SWFL nurse celebrates her co-workers’ resilience on National Nurses Day

Reporter: Sydney Persing Writer: Matthew Seaver
Published: Updated:

May 6 marks National Nurses Day and the beginning of National Nurses Week. Nurses are on the front line, and they were there when Southwest Florida went through several waves of COVID-19.

The nurses are there now, treating people with COVID-19, even with Lee Health reporting only 28 patients with COVID-19.

The healthcare system says its numbers are consistent over the last month, never caring for more than 30 patients with the virus.

WINK News asked Gulf Coast Medical Center ICU Nurse Supervisor Betsy Groendyk if they feel like they are out of the woods.

Betsy Groendyk said anyone who is honest would say there’s still a little fear.

O the 28 COVID-19 patients Lee Health is caring for, only one is in intensive care.

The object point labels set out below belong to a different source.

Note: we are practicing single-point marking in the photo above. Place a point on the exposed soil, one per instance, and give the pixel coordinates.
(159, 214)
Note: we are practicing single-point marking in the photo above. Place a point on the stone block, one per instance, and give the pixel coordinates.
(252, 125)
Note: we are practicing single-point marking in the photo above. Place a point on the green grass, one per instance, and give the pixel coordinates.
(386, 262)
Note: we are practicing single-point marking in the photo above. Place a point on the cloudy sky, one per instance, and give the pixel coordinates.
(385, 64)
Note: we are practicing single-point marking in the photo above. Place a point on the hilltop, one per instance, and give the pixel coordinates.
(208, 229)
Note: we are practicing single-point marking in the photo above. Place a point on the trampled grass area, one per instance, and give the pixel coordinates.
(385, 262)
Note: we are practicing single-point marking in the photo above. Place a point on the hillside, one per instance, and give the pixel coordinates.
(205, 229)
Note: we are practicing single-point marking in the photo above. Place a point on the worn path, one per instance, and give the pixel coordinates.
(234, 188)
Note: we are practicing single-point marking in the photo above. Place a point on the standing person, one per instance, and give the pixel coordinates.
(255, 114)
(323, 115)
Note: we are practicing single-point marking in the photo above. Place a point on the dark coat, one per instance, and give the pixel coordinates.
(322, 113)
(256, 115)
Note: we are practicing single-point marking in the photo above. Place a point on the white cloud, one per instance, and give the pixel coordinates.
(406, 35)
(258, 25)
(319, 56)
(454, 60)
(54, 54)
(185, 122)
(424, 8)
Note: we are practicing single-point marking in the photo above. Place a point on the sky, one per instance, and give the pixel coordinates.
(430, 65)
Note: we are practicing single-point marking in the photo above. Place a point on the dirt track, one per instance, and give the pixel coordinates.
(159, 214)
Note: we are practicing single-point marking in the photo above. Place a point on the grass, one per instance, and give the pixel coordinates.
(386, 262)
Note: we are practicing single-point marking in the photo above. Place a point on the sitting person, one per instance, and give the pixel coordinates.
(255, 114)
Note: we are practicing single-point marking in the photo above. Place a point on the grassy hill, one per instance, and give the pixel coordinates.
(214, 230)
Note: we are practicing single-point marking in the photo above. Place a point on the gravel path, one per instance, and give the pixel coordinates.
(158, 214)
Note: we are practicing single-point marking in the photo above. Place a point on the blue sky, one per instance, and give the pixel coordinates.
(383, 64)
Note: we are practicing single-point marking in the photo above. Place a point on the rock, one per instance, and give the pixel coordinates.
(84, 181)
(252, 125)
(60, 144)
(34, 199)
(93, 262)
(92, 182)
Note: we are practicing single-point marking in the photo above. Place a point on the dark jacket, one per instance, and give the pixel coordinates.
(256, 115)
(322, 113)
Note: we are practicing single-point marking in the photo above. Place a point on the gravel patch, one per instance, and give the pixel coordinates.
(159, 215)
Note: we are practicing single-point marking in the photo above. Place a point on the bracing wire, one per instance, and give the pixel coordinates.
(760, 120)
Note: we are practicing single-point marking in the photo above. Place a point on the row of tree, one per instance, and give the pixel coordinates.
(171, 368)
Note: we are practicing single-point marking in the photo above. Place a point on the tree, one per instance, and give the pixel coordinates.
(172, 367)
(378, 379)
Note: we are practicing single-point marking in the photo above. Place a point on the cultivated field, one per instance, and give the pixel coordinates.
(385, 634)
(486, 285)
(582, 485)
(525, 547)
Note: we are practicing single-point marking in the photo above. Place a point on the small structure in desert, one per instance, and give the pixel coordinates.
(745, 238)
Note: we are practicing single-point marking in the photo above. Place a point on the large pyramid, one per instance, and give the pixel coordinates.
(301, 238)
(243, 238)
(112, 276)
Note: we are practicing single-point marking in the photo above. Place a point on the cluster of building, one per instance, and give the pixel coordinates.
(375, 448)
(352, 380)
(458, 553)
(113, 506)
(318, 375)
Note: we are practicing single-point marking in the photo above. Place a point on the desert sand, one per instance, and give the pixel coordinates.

That’s the turnaround these men and women prayed for and worked toward for a very long time.

In March 2020, COVID-19 hit Lee County.

“I remember that was March Fourth, 2020,” said Groendyk.

More than two years later, she still thinks about that first day and her very first patients.

“It was a husband-and-wife pair. And we all were really afraid at that point because nobody knew anything,” said Groendyk.

What Groendyk knows now is that her team is strong. As the country recognizes National Nurses Day on May 6 and National Nurses Week from May 6 through May 12, Groendyk wants to acknowledge her team of nurses.

During the pandemic, some nurses quit, and others got burned out, but not all of them.

“We’re a lot more resilient than people may have thought. There are so many of our core staff who have stuck with us through this entire pandemic and they’re still smiling. They come into work with a happy face,” said Groendyk.

Groendyk said those nurses came to work with their own grief on some of those days.

“It was, it’s difficult when you see the worst of it, and you’re watching people struggle for their lives on a daily basis. And then you find out that somebody in your family has it. I lost a family member to COVID,” Groendyk said.

She wasn’t the only one, but they still showed up and saved many lives.

That husband-and-wife pair from the first day, March 4, 2020; the wife did not make it, but her husband did.

Groendyk said her proudest moment was watching him place flowers in his wife’s honor.

“It was really exciting to see him up and walking and talking and after as sick as he had been, to see him doing so well was really encouraging,” said Groendyk.

That moment still encourages her team to this day.

Now that COVID-19 has calmed down, the ICU team of nurses and doctors I back to treating patients in need of all types of critical care. Many families are grateful for their work on National Nurses Day and every other day.

There was so much appreciation for our doctors and nurses. They were honored with helicopter flyovers, banners, flags, and even cop cars in the shape of hearts.

“The way that healthcare workers are treated by certain people, families, patients, many of them are wonderful. But we have noticed, I think, just the overall stress level for people has been higher. And it impacts the way we’re treated,” said Groendyk.

She said day by day, variant by variant, the work got harder, people got angrier and the appreciation faded.

No matter how her team was treated, Groendyk said her team always treated their patients to the best of their ability.

The moments that stick out the most for her, “Boy, the ones that I can think of are kind of tragic. But they’re also I think it shows the heart of the nursing staff as well,” said Groendyk.

She still thinks about how her nurses held their patients’ hands as they died, and brought their families to them on iPads.

There was a board in each patient’s room called “My story.”

“When we know things about people, we write it on there and can really identify them with that person. If they’re awake, we can talk to him and tell him you know, we tried to even just go in there and tell them what their family has been saying or talk to him about that,” Groendyk said.

Even though they’re through the worst of COVID, the memories linger, but Groendyk said these moments made her stronger.